玄真继续说:“我以为你死了。但你没死。你活过来了。还找到了我。”


他往前走了一步。


“你知道我现在在想什么吗?”


沈清璃看着他。


玄真笑了。


笑得很慢。很慢。


“我在想——”他说,“你娘看到你的尸体,会是什么表情?”


话音刚落,他抬手。


一道红光从他袖子里射出来。


快得像闪电。


沈清璃侧身躲开。红光擦着她的脸飞过去,打在柱子上。柱子立刻冒出一股黑烟。


但第二道又来了。第三道。第四道。


沈清璃一边躲,一边往后退。


玄真站在原地没动。只是抬手。一道接一道。


那些红光,是从他袖子里飞出来的。不是法术。是——


“蛊。

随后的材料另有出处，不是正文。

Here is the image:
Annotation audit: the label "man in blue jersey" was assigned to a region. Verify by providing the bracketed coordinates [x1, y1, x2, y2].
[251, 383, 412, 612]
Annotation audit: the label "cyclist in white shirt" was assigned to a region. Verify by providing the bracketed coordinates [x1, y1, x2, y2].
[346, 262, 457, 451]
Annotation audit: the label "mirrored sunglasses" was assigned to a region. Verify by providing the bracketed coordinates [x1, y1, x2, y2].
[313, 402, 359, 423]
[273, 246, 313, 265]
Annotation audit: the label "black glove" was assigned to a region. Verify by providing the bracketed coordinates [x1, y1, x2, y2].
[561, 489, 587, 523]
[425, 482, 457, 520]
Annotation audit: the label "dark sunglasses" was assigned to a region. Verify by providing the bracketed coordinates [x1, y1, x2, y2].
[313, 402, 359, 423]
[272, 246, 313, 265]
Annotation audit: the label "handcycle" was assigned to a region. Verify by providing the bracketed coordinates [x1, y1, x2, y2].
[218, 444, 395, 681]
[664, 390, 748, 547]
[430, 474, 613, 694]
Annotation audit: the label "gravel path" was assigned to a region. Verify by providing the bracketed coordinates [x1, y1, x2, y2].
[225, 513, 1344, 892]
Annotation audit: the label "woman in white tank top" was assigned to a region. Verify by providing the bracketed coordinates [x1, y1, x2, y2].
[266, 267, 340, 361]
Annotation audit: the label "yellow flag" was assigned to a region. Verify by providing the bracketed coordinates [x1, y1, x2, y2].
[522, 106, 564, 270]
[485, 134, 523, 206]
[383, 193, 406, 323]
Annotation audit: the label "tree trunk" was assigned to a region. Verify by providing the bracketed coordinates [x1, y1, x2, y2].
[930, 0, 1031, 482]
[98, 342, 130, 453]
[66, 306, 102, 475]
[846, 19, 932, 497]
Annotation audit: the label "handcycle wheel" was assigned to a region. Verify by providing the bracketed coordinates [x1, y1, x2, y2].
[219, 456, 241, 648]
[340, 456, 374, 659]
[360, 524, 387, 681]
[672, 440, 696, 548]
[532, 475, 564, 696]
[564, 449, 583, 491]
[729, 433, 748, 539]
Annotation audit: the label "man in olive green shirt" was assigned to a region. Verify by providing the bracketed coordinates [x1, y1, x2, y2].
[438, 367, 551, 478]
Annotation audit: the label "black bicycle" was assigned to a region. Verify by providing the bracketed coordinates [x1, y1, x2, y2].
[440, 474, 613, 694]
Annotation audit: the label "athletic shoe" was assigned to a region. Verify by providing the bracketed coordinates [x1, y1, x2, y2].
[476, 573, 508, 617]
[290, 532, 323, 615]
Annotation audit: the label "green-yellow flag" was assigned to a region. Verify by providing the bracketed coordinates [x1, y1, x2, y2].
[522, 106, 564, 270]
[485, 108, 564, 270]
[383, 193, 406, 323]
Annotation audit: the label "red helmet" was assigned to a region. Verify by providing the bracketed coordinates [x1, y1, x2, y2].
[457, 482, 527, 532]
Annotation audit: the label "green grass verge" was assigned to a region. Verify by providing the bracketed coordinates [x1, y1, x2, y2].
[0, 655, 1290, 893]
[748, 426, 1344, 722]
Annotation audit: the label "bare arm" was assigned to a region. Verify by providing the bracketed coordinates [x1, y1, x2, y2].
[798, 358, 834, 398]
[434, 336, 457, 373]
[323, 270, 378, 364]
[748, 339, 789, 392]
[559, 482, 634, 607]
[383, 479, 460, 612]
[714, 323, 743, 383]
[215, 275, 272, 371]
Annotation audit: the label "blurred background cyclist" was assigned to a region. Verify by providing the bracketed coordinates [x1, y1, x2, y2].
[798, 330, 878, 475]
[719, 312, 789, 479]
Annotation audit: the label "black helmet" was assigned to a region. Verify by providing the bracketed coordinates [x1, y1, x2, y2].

”阿福的声音在她耳边响起,“他养了蛊!”


沈清璃看到了。


那些红光,是一条条细小的红线。和当初阿九用的那些一样。


但更多。更快。


她现在的妖力,挡不住这么多。


“阿福。”她说。


“在。”


“帮我。”


阿福从她肩头跳下来。落地的时候,已经变成了半妖形态。


一个十三四岁的少女。头发是灰的。耳朵是尖的。身后拖着一条尾巴。


她冲上去。


利爪如刀。一挥就是三四条红线断掉。


但红线太多。断了一批,又来一批。


阿福渐渐吃力了。


沈清璃看着她。


又看着玄真。


玄真站在供桌前,还在笑。


“就这些?”他说,“就这点本事?”


沈清璃没说话。


她伸手,从怀里掏出那把匕首。


“清”。


握紧。


然后她冲上去。


---


刀光一闪。


玄真侧身躲开。但刀尖还是划破了他的袖子。


袖子裂开,露出里面的手腕。


手腕上,全是红色的线。


密密麻麻。像血管一样。在皮肤下面蠕动。


玄真低头看了一眼。笑了。


“看到了?”他说,“我全身都是蛊。你杀不死我的。”


沈清璃没说话。


她又一刀刺过去。


玄真躲开。


又一刀。


躲开。


又一刀。


这次他没躲开。


刀尖刺进他胸口。


玄真低头,看着那把刀。


看着刀上那个“清”字。


他的瞳孔缩了缩。


“这是——”


“我父亲的。”沈清璃说。


玄真的脸白了。


白的像纸。


“他……他的刀……”


沈清璃把刀往里推了一点。


玄真的身体开始抖。


不是疼。是那些蛊——在动。


红线从他伤口里钻出来。一条。两条。三条。


它们在逃。


从玄真身体里逃出来。


玄真低头看着那些红线,眼睛里全是恐惧。


“不……不可能……它们……”


“它们怕这把刀。”沈清璃说,“这把刀杀过很多蛊。杀过养蛊的人。”


她把刀拔出来。


玄真往后退了一步。又一步。撞在供桌上。


供桌倒了。香炉翻了。符纸散了一地。


烛火灭了。


殿里暗下来。


只有月光从门外照进来。照在玄真脸上。


那张脸惨白。全是汗。全是恐惧。


他看着沈清璃。看着那把刀。看着那些逃走的红线。


“你……你不能杀我……”他的声音在抖,“我是国师……皇帝的人……”


沈清璃往前走了一步。


“皇帝让我来的。”


玄真的瞳孔缩紧了。


“你……你说什么?”


沈清璃看着他。


“皇帝说,有些账,该算了。”


玄真张了张嘴。没发出声音。


沈清璃举起刀。


刀光在月光下闪了一下。


然后——


落下去。


---


殿外,月亮很亮。


阿福蹲在台阶上,舔着手上的伤口。


沈清璃走出来。站在月光里。


刀收起来了。身上没有血。


阿福抬头看她。


“完了?”


“嗯。”


阿福的耳朵动了动。


“他死了?”


沈清璃没答。


她看着月亮。


很久。


然后她开口。


“他死的时候,在看我。”


阿福愣了愣。


“谁?”


沈清璃低头看着它。


“我爹。”


阿福没说话。


沈清璃继续说:“他的刀,帮他报了仇。”


她顿了顿。


“他一直在。”


阿福的耳朵垂下来。


“走吧。”它说。


沈清璃点头。


两个人——一人一猫——走进月光里。


身后,太和殿的门关上了。


里面很暗。


什么也看不见。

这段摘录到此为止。